I suggest that you contact DJT who is the one who originally posted the photo series and said it was DeSantis.

 
 
 
Just Jim NC TttH
Professor Principal
3.1.2  Just Jim NC TttH  replied to  Kavika @3.1.1    11 months ago

And you bought it hook, line, and sinker cuz TRUMP/DeSantis/GOP and you wanted to believe it.................

And that isn't my problem.

 
 
 
Greg Jones
Professor Participates
4  Greg Jones    11 months ago

Real Republicans aren't a bit worried about DeSantis, because Trump will shoot himself in the foot yet again.

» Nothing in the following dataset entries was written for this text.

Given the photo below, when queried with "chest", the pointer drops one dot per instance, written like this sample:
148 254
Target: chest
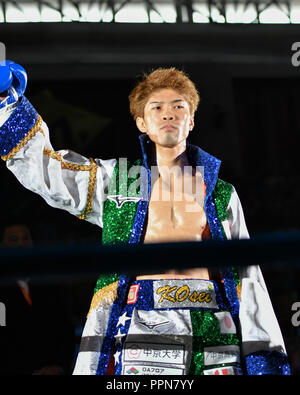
176 209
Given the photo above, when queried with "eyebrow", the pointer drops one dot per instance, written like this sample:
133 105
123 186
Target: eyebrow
173 101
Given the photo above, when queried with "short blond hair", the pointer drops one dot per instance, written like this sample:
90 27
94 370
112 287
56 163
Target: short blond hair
162 78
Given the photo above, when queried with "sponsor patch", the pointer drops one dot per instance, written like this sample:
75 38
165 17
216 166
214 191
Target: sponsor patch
185 293
225 371
171 354
133 370
227 325
221 354
132 294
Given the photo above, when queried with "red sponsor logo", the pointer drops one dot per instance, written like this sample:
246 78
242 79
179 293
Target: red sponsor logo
133 292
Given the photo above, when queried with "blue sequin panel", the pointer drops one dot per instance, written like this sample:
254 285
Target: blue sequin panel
267 363
17 126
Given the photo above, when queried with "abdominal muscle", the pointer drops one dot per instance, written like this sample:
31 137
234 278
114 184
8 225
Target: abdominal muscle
176 221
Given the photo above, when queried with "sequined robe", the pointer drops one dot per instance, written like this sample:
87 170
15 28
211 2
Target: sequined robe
82 186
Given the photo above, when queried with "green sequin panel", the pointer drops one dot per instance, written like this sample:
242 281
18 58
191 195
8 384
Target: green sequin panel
206 333
118 221
222 195
104 280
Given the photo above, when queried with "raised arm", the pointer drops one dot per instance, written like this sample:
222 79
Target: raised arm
65 180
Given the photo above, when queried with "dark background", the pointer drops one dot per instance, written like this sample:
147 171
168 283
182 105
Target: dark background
80 76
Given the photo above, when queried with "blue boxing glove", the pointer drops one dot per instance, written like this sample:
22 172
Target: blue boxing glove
13 82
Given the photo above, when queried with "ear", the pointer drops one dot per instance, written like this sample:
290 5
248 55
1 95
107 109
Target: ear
140 123
192 123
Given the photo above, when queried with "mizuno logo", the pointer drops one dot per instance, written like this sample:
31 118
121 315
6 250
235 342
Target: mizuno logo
120 200
153 326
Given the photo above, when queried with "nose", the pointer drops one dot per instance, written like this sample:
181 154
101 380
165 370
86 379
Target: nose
168 115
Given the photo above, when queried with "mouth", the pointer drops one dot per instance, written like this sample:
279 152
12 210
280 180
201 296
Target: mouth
168 127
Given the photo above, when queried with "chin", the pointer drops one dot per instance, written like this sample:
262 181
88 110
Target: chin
169 141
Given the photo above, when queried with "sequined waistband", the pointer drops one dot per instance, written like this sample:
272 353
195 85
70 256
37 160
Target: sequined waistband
175 293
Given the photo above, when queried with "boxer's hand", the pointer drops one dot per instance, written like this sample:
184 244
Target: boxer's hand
13 82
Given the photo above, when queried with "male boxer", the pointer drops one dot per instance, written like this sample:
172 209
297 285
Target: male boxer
186 321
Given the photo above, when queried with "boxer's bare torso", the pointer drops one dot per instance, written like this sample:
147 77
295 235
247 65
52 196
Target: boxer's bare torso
167 121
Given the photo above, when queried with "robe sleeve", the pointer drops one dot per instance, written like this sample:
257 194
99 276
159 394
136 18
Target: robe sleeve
64 179
263 346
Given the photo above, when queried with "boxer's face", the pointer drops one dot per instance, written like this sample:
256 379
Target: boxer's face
167 119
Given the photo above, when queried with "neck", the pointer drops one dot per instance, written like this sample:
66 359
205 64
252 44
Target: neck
170 156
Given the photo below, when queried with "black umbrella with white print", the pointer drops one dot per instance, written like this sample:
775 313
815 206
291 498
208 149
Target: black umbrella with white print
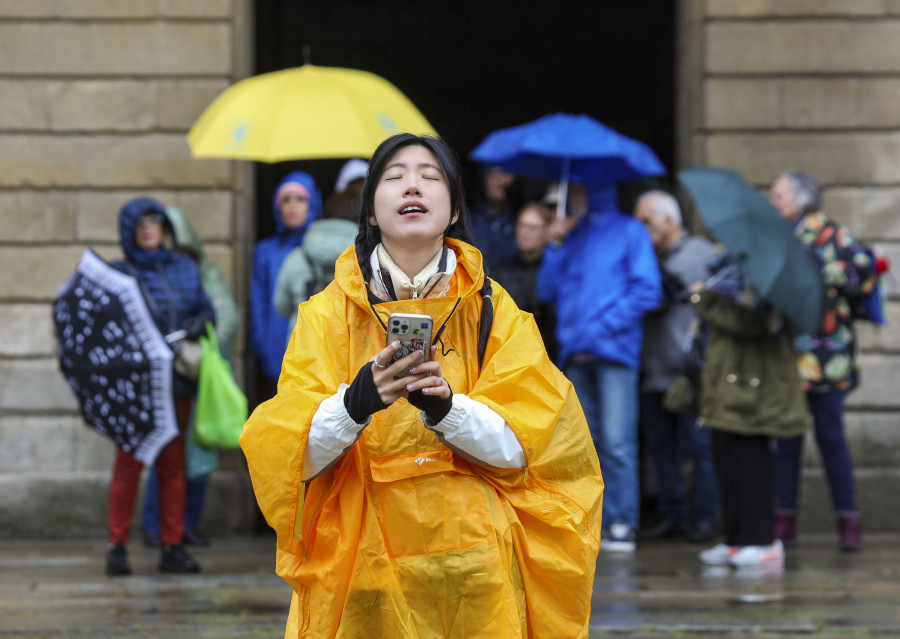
115 358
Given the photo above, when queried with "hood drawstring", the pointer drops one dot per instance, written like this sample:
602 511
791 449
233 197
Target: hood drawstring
485 322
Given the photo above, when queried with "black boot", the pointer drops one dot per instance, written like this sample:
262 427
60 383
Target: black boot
703 532
117 561
191 538
176 559
666 529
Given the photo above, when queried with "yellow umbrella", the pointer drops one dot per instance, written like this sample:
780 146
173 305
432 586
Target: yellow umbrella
304 113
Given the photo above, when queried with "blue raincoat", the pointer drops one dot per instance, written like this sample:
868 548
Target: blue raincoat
603 279
269 328
170 279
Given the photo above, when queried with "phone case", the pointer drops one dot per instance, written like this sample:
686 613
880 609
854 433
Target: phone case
414 333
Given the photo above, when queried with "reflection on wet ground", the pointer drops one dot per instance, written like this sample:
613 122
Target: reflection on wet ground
57 589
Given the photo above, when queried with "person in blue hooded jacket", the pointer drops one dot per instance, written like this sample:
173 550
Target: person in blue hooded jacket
173 289
296 204
602 274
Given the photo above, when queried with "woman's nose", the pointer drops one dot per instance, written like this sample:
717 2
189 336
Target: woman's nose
412 186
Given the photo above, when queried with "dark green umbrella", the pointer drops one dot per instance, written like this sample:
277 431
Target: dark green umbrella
752 230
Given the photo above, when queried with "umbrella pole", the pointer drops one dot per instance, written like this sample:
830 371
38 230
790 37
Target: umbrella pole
563 191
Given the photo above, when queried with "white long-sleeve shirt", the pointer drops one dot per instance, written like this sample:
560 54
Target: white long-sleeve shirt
470 427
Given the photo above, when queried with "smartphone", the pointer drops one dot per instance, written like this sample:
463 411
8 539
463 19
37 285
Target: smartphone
414 332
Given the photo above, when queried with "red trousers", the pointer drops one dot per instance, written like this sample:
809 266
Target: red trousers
171 476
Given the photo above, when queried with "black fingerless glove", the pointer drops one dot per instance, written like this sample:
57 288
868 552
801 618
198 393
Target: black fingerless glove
362 398
435 407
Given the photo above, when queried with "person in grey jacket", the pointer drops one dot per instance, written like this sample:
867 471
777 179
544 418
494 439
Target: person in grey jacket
667 330
309 268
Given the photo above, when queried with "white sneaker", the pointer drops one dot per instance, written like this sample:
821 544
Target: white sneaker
718 555
620 538
757 556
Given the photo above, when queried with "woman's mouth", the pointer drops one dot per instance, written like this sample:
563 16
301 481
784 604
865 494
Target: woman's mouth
413 209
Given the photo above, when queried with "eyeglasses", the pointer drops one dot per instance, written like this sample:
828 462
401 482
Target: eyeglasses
151 218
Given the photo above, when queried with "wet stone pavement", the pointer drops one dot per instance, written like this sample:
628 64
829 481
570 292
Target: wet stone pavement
57 589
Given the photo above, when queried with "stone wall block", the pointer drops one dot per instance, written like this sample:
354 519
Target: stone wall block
37 216
741 104
196 9
36 273
803 8
881 338
34 385
114 9
100 106
123 49
802 103
104 105
221 256
870 213
209 212
54 506
95 9
37 444
875 156
178 104
144 161
785 46
27 330
23 105
878 389
91 451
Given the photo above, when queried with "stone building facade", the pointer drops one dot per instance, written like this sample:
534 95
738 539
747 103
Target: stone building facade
95 100
771 85
97 95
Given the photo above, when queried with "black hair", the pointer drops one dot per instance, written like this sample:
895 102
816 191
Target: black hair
369 236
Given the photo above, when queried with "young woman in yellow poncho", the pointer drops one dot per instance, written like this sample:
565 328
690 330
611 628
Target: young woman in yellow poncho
463 500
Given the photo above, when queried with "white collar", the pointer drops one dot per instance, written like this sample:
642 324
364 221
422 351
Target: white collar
430 282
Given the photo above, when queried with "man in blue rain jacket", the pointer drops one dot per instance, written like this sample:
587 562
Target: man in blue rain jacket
602 274
296 204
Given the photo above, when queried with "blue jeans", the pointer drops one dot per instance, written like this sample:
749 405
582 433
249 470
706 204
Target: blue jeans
668 436
194 498
608 393
828 419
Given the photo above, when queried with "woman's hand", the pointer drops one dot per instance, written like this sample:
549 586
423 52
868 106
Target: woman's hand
431 393
429 378
390 389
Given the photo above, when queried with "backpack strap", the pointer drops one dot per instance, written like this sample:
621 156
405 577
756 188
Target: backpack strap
486 320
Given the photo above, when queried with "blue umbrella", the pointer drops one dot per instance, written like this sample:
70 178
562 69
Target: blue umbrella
752 230
567 147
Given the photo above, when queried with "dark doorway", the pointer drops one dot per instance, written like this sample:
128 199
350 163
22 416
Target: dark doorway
472 68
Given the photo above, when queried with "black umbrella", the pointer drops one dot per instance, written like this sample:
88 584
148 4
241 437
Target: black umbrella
115 358
752 230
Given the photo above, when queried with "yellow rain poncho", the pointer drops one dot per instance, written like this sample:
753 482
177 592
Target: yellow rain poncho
383 545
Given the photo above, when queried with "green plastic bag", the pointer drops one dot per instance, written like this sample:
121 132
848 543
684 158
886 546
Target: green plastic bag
221 406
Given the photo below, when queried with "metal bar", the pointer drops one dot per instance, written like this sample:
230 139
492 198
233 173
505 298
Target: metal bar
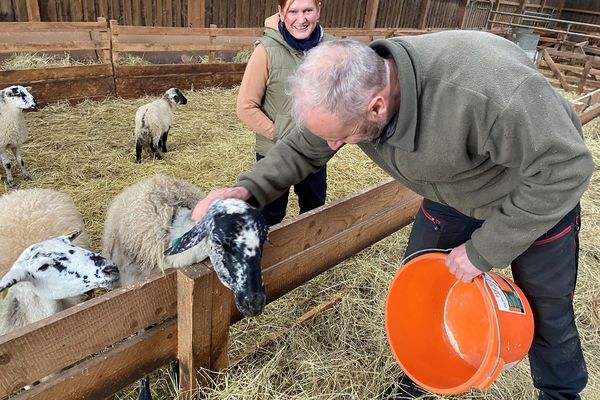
546 29
532 17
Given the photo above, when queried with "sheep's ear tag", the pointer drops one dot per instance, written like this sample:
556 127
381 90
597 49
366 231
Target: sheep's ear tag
73 234
185 241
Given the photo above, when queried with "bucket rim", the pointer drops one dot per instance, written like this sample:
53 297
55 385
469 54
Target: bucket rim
484 376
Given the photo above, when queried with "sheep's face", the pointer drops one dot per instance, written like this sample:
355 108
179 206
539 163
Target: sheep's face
19 96
175 96
236 232
58 269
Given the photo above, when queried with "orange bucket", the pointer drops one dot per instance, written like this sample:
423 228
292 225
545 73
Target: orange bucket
449 336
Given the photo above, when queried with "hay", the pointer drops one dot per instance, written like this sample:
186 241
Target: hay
87 152
40 60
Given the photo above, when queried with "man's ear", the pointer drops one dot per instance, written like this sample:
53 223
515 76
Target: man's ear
377 108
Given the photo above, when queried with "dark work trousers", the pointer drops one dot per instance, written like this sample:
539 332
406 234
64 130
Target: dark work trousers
311 194
547 273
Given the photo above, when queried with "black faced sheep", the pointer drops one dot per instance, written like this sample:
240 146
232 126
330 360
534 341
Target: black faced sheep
153 122
42 271
150 215
145 218
13 131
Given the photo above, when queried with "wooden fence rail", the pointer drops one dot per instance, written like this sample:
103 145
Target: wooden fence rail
93 344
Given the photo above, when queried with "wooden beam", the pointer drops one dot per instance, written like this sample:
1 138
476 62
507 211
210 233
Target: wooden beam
371 14
425 15
196 13
107 373
27 355
194 323
33 11
462 12
555 70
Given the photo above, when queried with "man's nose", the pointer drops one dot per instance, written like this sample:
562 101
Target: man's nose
335 144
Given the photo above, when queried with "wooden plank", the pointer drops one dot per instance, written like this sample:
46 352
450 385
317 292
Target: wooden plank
33 11
305 265
425 15
555 70
371 14
294 237
112 370
72 45
27 355
134 87
584 74
172 70
194 323
590 114
39 74
73 90
49 26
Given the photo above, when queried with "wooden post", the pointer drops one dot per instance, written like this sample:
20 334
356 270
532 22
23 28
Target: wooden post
555 70
423 21
194 325
462 13
196 13
212 54
371 14
203 318
33 11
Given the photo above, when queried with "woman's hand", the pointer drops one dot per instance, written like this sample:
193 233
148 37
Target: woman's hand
459 265
222 193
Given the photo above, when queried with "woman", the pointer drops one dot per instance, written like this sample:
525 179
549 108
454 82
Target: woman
262 103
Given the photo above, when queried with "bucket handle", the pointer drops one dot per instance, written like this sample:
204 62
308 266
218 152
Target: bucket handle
418 252
493 375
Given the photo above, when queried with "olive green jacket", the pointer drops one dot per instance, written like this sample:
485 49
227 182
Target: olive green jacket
283 60
479 129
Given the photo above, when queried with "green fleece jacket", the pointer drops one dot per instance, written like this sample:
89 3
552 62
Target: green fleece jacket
276 104
479 129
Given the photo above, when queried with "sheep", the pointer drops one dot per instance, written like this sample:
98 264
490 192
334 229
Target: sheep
155 212
13 131
42 270
146 217
153 122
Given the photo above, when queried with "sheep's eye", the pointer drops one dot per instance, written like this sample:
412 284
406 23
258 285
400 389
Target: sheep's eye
44 267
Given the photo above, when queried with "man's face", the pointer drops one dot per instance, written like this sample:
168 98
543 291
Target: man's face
337 132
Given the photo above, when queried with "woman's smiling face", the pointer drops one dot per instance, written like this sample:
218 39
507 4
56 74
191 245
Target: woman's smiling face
300 17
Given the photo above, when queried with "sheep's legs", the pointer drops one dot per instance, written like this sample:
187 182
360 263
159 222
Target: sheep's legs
6 164
163 141
138 151
155 150
145 393
17 152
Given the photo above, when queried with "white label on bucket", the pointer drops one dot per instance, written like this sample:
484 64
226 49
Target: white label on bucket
507 301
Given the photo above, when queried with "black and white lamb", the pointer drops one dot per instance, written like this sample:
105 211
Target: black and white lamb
42 268
153 122
13 130
150 215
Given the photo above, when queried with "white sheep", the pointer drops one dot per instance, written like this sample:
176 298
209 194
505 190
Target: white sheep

Trump got off to a slow start also.

 
 
 
Hallux
PhD Principal
4.1  seeder  Hallux  replied to  Greg Jones @4    11 months ago
Trump got off to a slow start also.

Which hopeful did not??

 
 
 
devangelical
Professor Principal
4.1.1  devangelical  replied to  Hallux @4.1    11 months ago

seems elon might have been shy a few dozen software engineers prior to this twitter fiasco...

 
 
 
Sparty On
Professor Principal
4.1.2  Sparty On  replied to  devangelical @4.1.1    11 months ago

Nah, he just felt sorry for and hired some out of work software programmers who got fired after the Obamacare rollout fiasco.

Doh!

 
 
 
George
Junior Expert
5  George    11 months ago

Have the Obama card ready, anyone who doesn't vote for Tim Scott is a racist.

 
 
 
devangelical
Professor Principal
5.1  devangelical  replied to  George @5    11 months ago

... or as his nephew introduced him, uncle tim. you know that republicans are serious about 2024 when they have 3 tokens already in the race. where's herman, oh wait, never mind...

 
 
 
Texan1211
Professor Principal
5.1.1  Texan1211  replied to  devangelical @5.1    11 months ago

so was Obama  a token?

how about Kamala?

 
 
 
Just Jim NC TttH
Professor Principal
5.1.2  Just Jim NC TttH  replied to  devangelical @5.1    11 months ago
they have 3 tokens already in the race.

And you have a doddering old fool who can hardly remember what day it is.

 
 
 
devangelical
Professor Principal
5.1.3  devangelical  replied to  Texan1211 @5.1.1    11 months ago

not in the democratic party, try again...

 
 
 
Just Jim NC TttH
Professor Principal
5.1.4  Just Jim NC TttH  replied to  devangelical @5.1.3    11 months ago

Bullshit hahahaHAHAHA

 
 
 
Texan1211
Professor Principal
5.1.5  Texan1211  replied to  devangelical @5.1.3    11 months ago

sure ONLY  because they were Democrats.

thats just a fact.

 
 
 
Sparty On
Professor Principal
5.1.6  Sparty On  replied to  devangelical @5.1.3    11 months ago

Lol .... denial to the power of infinity.

 
 
 
Ender
Professor Principal
6  Ender    11 months ago

How come everyone else sees this yet when I hear pudding I think of Carl from the Walking Dead.

 
 
 
Sparty On
Professor Principal
7  Sparty On    11 months ago

At least he’s not hiding in his basement.